Robust classification via finite mixtures of matrix-variate skew t distributions

TL;DR

This paper introduces the matrix-variate skew t distribution (MVST) for flexible modeling of asymmetric matrix-variate data, develops an EM algorithm for parameter estimation, and demonstrates its effectiveness through simulations and real data applications.

Contribution

The paper proposes the novel MVST distribution and an EM algorithm for its parameters, extending mixture models to better handle skewed matrix-variate data.

Findings

MVST effectively models asymmetric matrix-variate data

The EM algorithm provides accurate maximum likelihood estimates

Empirical results confirm improved clustering performance

Abstract

Analysis of matrix-variate data is becoming increasingly common in the literature, particularly in the field of clustering and classification. It is well-known that real data, including real matrix-variate data, often exhibit high levels of asymmetry. To address this issue, one common approach is to introduce a tail or skewness parameter to a symmetric distribution. In this regard, we introduced here a new distribution called the matrix-variate skew t distribution (MVST), which provides flexibility in terms of heavy tail and skewness. We then conduct a thorough investigation of various characterizations and probabilistic properties of the MVST distribution. We also explore extensions of this distribution to a finite mixture model.

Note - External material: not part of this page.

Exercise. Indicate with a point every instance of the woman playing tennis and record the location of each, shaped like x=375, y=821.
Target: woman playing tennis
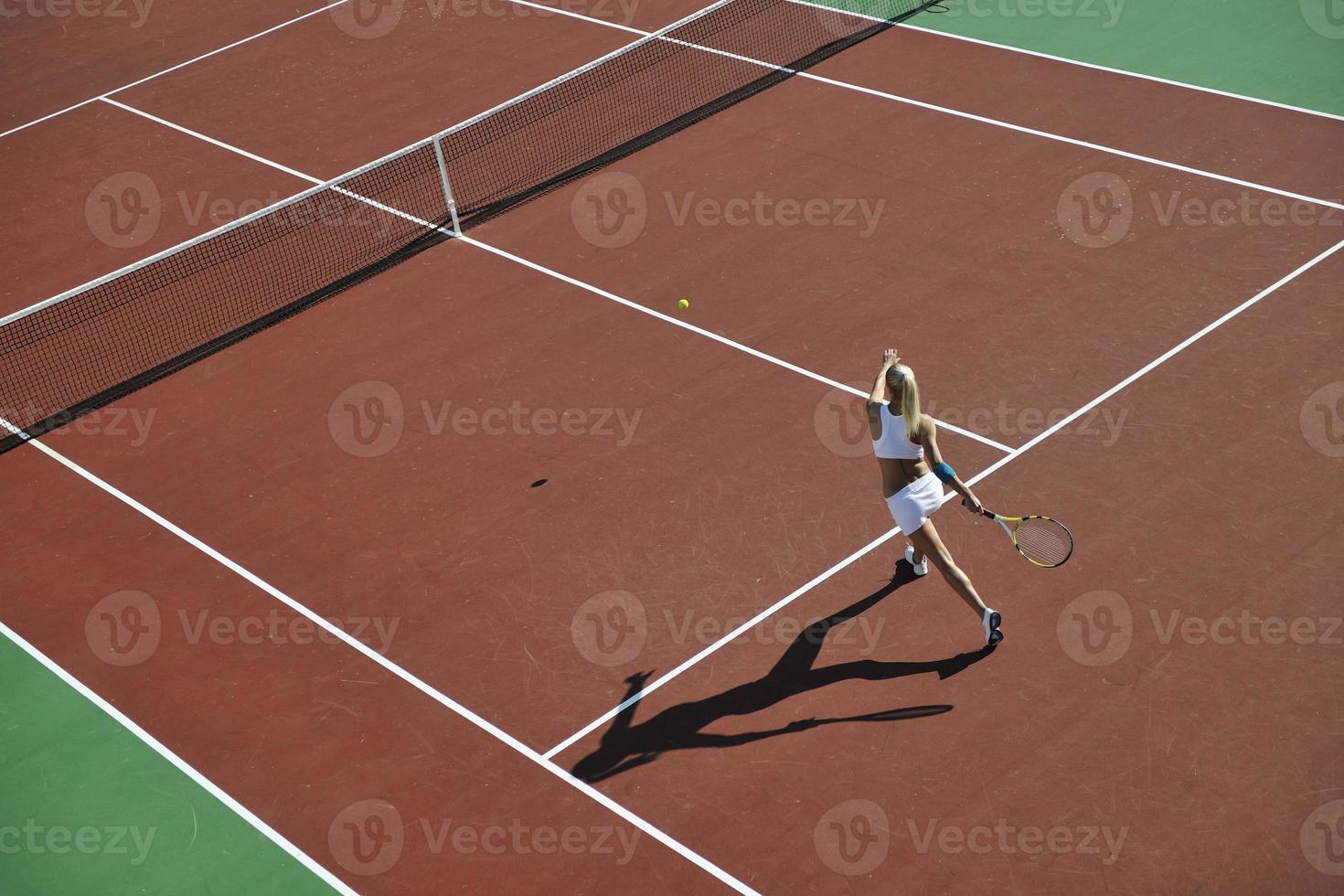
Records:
x=912, y=488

To estimate the parameters of the MVST distribution, we develop an efficient EM-type algorithm that computes maximum likelihood (ML) estimates of the model parameters. To validate the effectiveness and usefulness of the developed models and associated methods, we perform empirical experiments using simulated data as well as three real data examples. Our results demonstrate the efficacy of the developed approach in handling asymmetric matrix-variate data.